Nessa época, eu também ia passear no sítio São José da vovó Elidia e do vovô Armínio,
na cidade em que meus pais nasceram. Os momentos em que lá passei não saem da minha
memória, como as conversas na varanda com a família após o almoço, quase sempre aos
domingos, os passeios de charrete com meu avô e seu cavalo Tarzan, quando íamos entregar
o leite produzido pelas vacas do seu sítio na Cooperativa de Laticínios da cidade, as partidas
de futebol com meus primos... também me lembro do balanço onde eu brincava, das vezes em
que moía café a pedido da minha avó e das “bolachinhas de nata”, que eu ia sempre procurar
numa lata em cima do armário da cozinha.
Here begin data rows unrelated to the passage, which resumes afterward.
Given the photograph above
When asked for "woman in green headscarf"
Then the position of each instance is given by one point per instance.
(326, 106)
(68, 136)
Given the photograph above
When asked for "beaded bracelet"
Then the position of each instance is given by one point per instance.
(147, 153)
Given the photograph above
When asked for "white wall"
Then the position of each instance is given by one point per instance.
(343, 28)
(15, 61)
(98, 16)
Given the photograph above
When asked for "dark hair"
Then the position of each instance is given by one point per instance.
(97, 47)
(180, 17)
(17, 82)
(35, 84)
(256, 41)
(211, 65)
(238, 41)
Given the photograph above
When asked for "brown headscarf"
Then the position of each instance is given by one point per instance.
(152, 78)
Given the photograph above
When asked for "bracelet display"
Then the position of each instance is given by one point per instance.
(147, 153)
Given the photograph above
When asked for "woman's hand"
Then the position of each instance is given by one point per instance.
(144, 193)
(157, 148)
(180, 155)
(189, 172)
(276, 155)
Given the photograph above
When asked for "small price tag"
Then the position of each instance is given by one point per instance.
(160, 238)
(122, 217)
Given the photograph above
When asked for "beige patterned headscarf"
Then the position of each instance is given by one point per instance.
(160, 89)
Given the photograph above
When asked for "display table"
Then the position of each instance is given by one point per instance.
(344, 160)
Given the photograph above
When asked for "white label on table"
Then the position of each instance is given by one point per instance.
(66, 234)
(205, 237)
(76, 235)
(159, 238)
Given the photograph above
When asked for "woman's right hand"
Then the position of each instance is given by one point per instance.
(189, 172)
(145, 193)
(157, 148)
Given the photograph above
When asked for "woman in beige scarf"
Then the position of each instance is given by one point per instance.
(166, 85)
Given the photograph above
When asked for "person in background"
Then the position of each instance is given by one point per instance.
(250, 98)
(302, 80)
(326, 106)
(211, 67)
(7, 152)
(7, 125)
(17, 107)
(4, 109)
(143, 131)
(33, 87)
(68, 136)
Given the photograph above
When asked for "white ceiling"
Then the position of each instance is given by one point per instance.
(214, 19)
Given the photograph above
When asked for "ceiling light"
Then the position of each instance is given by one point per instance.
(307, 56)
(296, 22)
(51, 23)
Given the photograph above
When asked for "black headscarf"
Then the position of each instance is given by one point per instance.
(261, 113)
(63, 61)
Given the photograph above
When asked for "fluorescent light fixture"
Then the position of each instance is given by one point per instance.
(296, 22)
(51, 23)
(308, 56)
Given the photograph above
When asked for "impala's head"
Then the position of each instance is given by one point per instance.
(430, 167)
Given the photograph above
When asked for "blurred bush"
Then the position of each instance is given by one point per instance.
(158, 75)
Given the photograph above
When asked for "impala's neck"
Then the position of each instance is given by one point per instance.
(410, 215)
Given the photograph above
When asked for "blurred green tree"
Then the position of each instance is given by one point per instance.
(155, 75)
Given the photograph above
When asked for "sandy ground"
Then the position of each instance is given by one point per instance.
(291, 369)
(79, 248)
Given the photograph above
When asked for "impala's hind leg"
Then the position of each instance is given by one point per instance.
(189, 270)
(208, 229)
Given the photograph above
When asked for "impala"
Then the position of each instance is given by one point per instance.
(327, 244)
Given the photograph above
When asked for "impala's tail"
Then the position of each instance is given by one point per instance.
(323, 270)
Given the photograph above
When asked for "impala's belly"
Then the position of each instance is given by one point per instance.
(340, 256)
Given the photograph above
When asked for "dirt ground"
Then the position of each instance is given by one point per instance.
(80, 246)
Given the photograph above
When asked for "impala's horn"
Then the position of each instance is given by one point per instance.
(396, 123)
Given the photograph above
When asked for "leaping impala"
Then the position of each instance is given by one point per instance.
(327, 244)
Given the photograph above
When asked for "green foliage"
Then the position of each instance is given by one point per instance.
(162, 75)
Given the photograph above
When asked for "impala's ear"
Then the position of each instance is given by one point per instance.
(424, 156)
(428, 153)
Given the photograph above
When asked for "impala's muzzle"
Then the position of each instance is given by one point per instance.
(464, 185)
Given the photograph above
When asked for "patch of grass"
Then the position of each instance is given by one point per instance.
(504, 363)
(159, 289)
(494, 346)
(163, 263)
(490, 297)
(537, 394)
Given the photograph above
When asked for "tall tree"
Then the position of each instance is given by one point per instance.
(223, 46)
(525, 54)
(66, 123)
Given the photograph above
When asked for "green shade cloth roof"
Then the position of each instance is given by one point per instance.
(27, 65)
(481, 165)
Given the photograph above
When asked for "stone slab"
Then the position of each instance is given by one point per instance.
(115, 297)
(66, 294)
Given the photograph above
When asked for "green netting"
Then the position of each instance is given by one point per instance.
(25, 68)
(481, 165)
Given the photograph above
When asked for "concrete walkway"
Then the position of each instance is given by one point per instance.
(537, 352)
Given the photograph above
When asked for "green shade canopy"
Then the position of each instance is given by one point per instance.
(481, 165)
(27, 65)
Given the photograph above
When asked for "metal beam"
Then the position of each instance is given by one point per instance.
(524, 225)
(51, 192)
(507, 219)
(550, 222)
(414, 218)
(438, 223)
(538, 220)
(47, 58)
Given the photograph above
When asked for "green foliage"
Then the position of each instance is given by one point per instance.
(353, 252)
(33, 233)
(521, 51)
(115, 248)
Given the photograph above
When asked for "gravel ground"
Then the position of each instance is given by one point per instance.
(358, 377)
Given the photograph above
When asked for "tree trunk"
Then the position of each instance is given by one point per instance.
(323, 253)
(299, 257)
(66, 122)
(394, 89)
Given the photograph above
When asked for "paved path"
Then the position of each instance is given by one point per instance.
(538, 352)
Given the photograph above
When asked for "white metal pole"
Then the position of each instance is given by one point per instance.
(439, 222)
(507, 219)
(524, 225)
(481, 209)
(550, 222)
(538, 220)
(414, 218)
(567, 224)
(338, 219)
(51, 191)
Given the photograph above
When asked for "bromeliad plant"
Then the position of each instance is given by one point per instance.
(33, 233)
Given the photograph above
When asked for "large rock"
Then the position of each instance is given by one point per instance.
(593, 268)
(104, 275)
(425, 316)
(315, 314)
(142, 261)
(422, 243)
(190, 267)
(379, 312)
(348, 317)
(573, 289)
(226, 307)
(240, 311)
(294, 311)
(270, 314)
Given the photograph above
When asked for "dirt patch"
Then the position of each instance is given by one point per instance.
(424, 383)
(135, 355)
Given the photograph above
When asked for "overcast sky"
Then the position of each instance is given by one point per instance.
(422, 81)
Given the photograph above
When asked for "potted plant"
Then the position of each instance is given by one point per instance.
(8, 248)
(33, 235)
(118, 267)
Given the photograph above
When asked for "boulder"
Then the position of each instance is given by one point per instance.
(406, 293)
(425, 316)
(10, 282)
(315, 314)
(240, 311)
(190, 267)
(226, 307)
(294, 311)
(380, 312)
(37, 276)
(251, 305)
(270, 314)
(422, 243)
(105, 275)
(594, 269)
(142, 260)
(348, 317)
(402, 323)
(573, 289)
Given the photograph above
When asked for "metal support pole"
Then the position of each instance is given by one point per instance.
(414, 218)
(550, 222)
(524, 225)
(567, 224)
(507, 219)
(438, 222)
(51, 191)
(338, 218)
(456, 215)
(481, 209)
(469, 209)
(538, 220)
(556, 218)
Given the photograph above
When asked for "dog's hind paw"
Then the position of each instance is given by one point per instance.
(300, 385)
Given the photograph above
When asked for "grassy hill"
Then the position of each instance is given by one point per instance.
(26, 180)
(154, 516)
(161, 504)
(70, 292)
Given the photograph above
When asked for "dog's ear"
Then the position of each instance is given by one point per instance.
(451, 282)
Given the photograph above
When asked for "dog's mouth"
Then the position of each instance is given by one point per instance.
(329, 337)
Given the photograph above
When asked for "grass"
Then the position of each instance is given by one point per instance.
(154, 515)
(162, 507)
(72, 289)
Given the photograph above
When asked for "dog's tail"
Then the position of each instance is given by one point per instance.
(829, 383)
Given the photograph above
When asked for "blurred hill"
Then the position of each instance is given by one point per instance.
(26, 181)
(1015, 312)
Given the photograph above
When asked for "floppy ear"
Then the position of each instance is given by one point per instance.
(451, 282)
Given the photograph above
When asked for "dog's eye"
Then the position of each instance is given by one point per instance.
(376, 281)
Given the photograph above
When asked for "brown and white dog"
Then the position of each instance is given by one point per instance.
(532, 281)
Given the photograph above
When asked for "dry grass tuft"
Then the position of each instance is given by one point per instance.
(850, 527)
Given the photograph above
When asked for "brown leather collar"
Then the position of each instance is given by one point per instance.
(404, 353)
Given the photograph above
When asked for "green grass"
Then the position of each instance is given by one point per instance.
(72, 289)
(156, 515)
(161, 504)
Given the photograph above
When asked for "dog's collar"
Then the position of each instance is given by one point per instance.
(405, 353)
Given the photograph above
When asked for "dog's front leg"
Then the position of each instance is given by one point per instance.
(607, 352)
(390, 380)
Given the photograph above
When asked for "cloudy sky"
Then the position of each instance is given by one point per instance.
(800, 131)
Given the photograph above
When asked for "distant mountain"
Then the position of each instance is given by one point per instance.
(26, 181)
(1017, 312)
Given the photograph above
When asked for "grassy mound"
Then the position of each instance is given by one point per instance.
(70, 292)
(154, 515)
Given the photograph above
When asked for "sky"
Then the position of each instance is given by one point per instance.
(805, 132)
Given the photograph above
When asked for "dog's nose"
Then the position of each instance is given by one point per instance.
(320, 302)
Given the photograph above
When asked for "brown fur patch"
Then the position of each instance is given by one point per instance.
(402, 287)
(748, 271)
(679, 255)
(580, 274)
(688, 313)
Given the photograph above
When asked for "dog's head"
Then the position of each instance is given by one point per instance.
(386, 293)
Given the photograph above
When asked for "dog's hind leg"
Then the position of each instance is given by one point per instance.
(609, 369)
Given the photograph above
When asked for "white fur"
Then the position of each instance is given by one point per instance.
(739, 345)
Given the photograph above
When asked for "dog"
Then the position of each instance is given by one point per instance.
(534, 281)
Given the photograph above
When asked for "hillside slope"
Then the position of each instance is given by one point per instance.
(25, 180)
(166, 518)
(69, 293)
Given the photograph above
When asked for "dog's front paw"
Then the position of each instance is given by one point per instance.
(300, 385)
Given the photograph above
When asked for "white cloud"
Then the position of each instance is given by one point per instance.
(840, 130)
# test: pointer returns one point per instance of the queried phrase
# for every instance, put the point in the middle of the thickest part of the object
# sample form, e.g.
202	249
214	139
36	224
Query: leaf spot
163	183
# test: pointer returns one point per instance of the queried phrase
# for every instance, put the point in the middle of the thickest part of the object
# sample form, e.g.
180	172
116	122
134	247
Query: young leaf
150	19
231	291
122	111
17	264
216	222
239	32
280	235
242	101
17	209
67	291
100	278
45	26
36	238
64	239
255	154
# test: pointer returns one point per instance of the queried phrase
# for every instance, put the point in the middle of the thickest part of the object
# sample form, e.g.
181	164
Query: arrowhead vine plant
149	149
Hoje minha avó não mora mais nesse sítio e
também não tão freqüentemente prepara essas “bolachinhas”, mas minha mãe assume esse
papel e as faz sempre que pode – elas fazem parte das minhas lembranças favoritas.
Quando eu estava na 7ª série, Rose, que era professora de vôlei, me chamou para
participar de seus treinos, que iam começar a acontecer aos domingos na quadra da EMEI
onde estudei. Aceitei o convite e acompanhei seu trabalho durante três anos, o time recebeu
o nome de “Semi-Voleibol Integração”, confeccionamos camisetas e realizamos alguns
jogos. Saí desta equipe pouco depois que ela me levou para fazer um teste na equipe de São
Carlos, cujos treinos ocorriam no Ginásio do Bairro Santa Felícia, longe da minha casa.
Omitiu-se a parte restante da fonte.